Gordillo told host Antonia Hylton that "many in the organization would be very thrilled if Alexandria Ocasio-Cortez ended up running" for the 2028 presidential primary. When asked whether the DSA had started work on the next presidential cycle, he didn't hedge. "I think that we will be trying to influence the next presidential primary," he said. That's not a fringe pamphleteer muttering into a webcam. That's the co-chair of the DSA's largest and most powerful chapter, on a national cable network, laying out the game plan.
AOC, for her part, has been doing the coy routine that politicians do when they're absolutely running but don't want to say so yet. "Could I be president? Could I not be president? Maybe, maybe not," she told reporters — a non-denial denial so transparent it practically comes with a campaign logo.
The timing matters. DSA-backed candidates just knocked off established Democratic incumbents in Colorado and New York primaries. In Colorado, Rep. Diana DeGette — who'd held her seat since 1997 — lost to 29-year-old Melat Kiros, a first-time candidate and former attorney running on the DSA platform. In New York, 32-year-old progressive community organizer Darializa Avila Chevalier toppled Rep. Adriano Espaillat, the chair of the Congressional Hispanic Caucus. State Assembly Member Claire Valdez, another DSA-aligned figure, is positioned to take retiring Rep. Nydia Velázquez's seat.
These aren't protest candidacies. They're wins. The DSA isn't lobbying from the outside anymore — they're replacing the old guard from within.
For years, we've been told that calling the DSA communist is unfair, reductive, McCarthyist fearmongering. Their own co-chair just said the word. On television. With a straight face. The standard Democratic response has been that the DSA represents a tiny, irrelevant faction with no real power. That argument was already weak. After this primary cycle, it's dead.
The counter-argument from the left will be that Gordillo represents one chapter, not the national organization. Fair enough — except AOC herself has supported DSA-backed candidates and aligned with their policy positions on everything from abolishing ICE to the Green New Deal. When the DSA's biggest star and its organizational leadership are pointing the same direction, the chapter-vs-national distinction is a technicality, not a rebuttal.
What Gordillo revealed isn't new information.

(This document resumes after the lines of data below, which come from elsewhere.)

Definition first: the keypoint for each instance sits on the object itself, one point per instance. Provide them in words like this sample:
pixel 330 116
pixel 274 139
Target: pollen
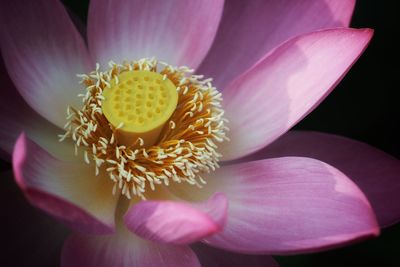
pixel 147 124
pixel 141 102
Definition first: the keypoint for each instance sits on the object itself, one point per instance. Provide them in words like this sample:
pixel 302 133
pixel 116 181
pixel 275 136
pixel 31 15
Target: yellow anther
pixel 139 103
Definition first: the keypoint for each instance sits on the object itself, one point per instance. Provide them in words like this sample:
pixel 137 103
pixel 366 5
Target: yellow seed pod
pixel 139 103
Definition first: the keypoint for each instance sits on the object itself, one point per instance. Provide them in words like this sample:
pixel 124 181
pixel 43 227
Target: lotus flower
pixel 146 195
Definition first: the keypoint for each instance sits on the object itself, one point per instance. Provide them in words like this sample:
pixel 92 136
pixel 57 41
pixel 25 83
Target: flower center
pixel 138 103
pixel 146 124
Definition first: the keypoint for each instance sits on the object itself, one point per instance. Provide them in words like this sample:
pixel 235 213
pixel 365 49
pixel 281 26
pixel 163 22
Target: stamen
pixel 177 143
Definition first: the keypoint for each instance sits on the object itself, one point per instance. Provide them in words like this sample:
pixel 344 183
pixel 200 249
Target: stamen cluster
pixel 187 144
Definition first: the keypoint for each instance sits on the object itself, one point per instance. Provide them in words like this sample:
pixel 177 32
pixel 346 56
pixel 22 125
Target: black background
pixel 364 106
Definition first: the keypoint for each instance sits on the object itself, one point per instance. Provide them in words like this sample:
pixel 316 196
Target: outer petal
pixel 123 250
pixel 290 205
pixel 179 32
pixel 250 29
pixel 212 257
pixel 16 116
pixel 286 85
pixel 26 231
pixel 375 172
pixel 177 222
pixel 43 53
pixel 67 190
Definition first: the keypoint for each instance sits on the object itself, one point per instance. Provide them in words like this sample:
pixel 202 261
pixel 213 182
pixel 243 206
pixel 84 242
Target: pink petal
pixel 286 85
pixel 250 29
pixel 26 230
pixel 177 222
pixel 123 250
pixel 375 172
pixel 43 52
pixel 178 32
pixel 16 116
pixel 213 257
pixel 290 205
pixel 67 190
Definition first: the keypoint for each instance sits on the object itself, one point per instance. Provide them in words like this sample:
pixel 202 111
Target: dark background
pixel 364 106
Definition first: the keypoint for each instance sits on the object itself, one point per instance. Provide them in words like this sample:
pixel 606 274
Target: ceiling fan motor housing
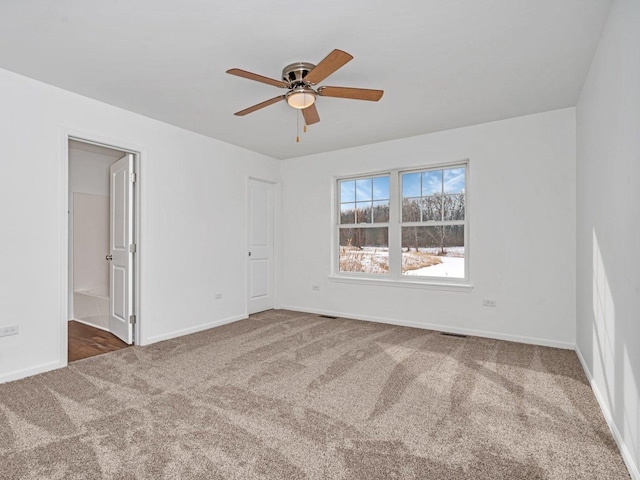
pixel 294 74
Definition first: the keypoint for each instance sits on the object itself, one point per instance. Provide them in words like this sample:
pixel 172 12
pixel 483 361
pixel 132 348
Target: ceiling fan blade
pixel 257 78
pixel 354 93
pixel 266 103
pixel 311 115
pixel 327 66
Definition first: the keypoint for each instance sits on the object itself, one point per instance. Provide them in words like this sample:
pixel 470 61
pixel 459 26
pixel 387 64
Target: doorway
pixel 101 249
pixel 260 241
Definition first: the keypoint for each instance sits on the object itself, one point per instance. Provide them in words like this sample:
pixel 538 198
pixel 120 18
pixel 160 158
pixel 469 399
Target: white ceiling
pixel 442 63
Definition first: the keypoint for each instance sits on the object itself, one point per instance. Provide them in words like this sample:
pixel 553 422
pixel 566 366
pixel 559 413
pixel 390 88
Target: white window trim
pixel 395 278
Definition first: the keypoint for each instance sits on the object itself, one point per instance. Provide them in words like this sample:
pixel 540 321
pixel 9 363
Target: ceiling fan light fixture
pixel 301 98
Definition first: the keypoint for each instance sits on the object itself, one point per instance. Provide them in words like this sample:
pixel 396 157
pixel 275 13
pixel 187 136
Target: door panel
pixel 121 233
pixel 260 229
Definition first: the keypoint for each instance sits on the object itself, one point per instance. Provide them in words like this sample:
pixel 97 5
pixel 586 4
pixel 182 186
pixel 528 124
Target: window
pixel 416 231
pixel 363 228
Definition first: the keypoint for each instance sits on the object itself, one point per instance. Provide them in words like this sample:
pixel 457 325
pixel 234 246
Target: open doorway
pixel 101 287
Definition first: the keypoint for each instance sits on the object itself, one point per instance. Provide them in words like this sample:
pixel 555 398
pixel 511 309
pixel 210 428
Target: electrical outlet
pixel 10 330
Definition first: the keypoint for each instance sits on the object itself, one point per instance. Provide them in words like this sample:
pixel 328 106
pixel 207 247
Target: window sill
pixel 452 287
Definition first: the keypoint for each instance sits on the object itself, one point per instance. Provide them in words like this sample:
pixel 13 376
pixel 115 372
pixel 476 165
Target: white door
pixel 122 248
pixel 260 246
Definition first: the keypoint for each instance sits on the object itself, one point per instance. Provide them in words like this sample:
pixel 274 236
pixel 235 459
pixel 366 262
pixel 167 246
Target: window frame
pixel 340 226
pixel 394 276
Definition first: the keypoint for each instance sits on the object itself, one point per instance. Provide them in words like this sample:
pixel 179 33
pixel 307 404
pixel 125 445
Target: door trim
pixel 276 241
pixel 139 152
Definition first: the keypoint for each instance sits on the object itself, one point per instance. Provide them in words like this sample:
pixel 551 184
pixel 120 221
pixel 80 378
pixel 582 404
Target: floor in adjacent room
pixel 86 341
pixel 290 395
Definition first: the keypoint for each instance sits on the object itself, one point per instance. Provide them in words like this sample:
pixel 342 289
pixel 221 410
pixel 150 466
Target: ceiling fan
pixel 300 79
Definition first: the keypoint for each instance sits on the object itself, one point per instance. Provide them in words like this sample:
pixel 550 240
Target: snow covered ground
pixel 376 260
pixel 452 267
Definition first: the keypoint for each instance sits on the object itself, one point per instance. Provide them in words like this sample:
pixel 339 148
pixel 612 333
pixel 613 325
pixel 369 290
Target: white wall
pixel 608 226
pixel 193 220
pixel 522 231
pixel 88 174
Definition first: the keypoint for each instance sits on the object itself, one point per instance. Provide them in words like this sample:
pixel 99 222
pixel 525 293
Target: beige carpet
pixel 291 395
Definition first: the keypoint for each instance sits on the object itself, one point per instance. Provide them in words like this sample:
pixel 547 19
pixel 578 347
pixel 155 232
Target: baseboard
pixel 27 372
pixel 90 324
pixel 622 446
pixel 197 328
pixel 441 328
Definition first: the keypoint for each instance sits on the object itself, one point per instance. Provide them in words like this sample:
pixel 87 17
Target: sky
pixel 415 184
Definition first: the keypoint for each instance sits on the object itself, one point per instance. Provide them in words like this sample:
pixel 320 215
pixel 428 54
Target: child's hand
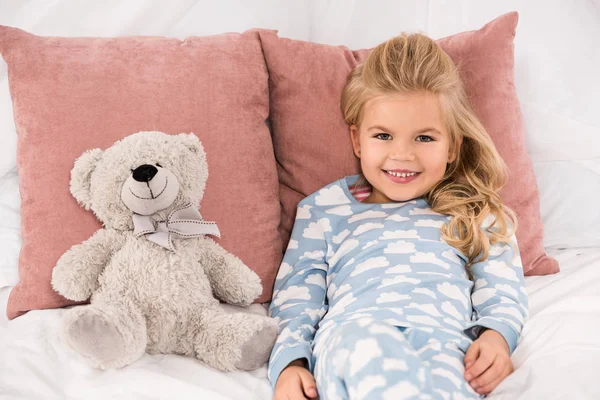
pixel 487 362
pixel 295 383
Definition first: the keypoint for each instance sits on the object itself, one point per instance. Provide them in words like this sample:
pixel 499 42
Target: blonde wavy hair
pixel 468 192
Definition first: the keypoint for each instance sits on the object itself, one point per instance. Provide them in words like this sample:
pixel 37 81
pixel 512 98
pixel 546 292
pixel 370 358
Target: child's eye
pixel 383 136
pixel 424 138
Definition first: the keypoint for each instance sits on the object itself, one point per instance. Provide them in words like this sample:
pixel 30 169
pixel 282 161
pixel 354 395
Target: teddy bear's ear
pixel 192 142
pixel 81 176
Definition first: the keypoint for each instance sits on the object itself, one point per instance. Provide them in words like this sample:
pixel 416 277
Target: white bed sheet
pixel 557 357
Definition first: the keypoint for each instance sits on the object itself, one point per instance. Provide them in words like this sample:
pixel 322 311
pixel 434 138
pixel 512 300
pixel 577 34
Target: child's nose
pixel 403 152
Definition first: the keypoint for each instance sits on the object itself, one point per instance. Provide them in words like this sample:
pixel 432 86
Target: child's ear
pixel 454 151
pixel 354 135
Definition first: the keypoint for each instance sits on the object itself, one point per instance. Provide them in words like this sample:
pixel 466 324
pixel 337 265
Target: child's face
pixel 403 146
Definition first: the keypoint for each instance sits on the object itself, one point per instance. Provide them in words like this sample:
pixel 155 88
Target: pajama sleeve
pixel 499 297
pixel 299 300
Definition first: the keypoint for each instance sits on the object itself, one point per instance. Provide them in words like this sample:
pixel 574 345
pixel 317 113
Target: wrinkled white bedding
pixel 557 357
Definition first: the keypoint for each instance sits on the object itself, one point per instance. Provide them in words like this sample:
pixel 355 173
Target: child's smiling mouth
pixel 401 176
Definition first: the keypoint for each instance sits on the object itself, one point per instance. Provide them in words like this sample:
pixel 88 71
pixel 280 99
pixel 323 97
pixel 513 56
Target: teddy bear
pixel 154 275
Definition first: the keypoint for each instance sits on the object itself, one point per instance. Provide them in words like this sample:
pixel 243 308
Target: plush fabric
pixel 312 142
pixel 147 297
pixel 74 94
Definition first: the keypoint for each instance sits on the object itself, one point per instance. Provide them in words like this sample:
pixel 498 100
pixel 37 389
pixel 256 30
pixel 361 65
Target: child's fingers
pixel 483 362
pixel 471 354
pixel 486 389
pixel 308 384
pixel 490 375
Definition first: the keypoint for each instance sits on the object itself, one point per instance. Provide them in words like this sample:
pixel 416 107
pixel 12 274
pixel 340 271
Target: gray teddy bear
pixel 152 272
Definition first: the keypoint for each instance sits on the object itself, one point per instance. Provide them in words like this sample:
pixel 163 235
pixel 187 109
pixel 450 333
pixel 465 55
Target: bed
pixel 555 77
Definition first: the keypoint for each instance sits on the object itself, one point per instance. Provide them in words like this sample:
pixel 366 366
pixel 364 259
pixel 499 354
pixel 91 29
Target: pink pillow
pixel 74 94
pixel 312 143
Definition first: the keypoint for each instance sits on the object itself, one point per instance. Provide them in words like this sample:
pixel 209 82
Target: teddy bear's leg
pixel 237 341
pixel 109 334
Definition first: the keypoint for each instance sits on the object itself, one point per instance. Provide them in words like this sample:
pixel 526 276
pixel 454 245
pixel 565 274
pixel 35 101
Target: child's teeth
pixel 402 174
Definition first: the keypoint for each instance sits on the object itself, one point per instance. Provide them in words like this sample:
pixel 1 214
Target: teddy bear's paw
pixel 70 285
pixel 255 352
pixel 98 339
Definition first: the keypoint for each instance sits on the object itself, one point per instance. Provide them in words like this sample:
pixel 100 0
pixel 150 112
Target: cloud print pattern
pixel 387 263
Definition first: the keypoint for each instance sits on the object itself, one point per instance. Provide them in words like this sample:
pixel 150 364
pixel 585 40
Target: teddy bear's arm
pixel 230 279
pixel 76 273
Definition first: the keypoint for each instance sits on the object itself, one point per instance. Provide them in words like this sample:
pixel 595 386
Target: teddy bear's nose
pixel 144 173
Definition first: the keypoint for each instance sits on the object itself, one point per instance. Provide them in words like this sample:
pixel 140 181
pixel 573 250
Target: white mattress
pixel 557 357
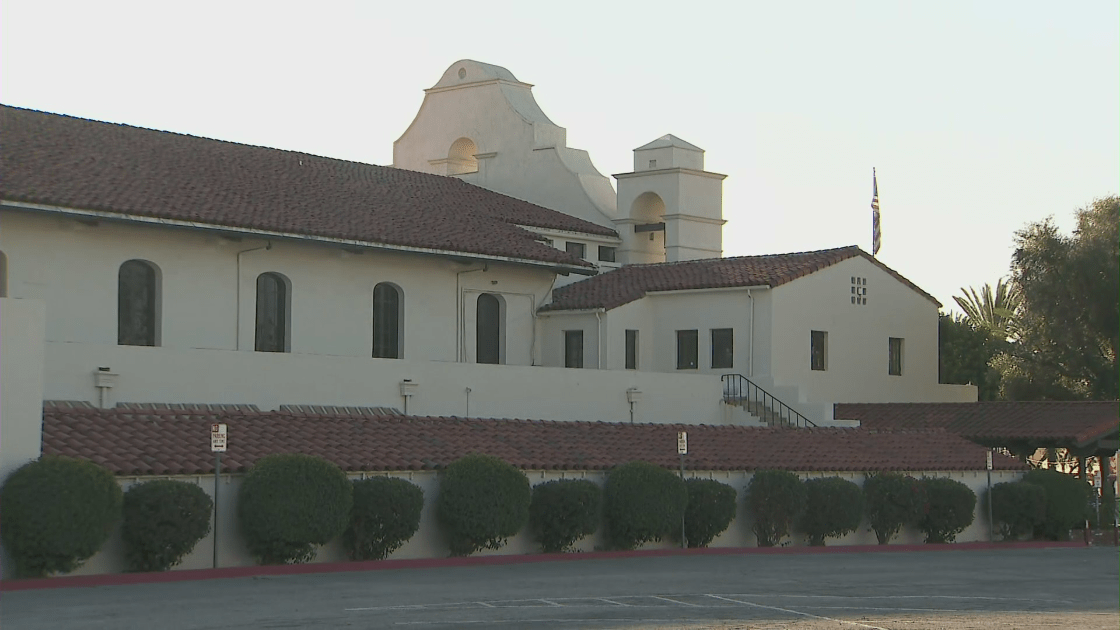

It's new honesty. The DSA has always operated as an entry point — democratic socialism as the gateway, communism as the destination. The difference is that someone in leadership finally stopped pretending the two were separate things. And the vehicle they've chosen for the next leg of the trip is a sitting congresswoman from the Bronx with 13 million Instagram followers and a gift for making radical policy sound like common sense.
As reported by Louder With Crowder, the interview aired on Jen Psaki's MS NOW program on July 3rd. The segment ran 45 seconds. Forty-five seconds to confirm what conservatives have argued for a decade.
When your opponent tells you who they are and where they're going, the polite thing to do is believe them.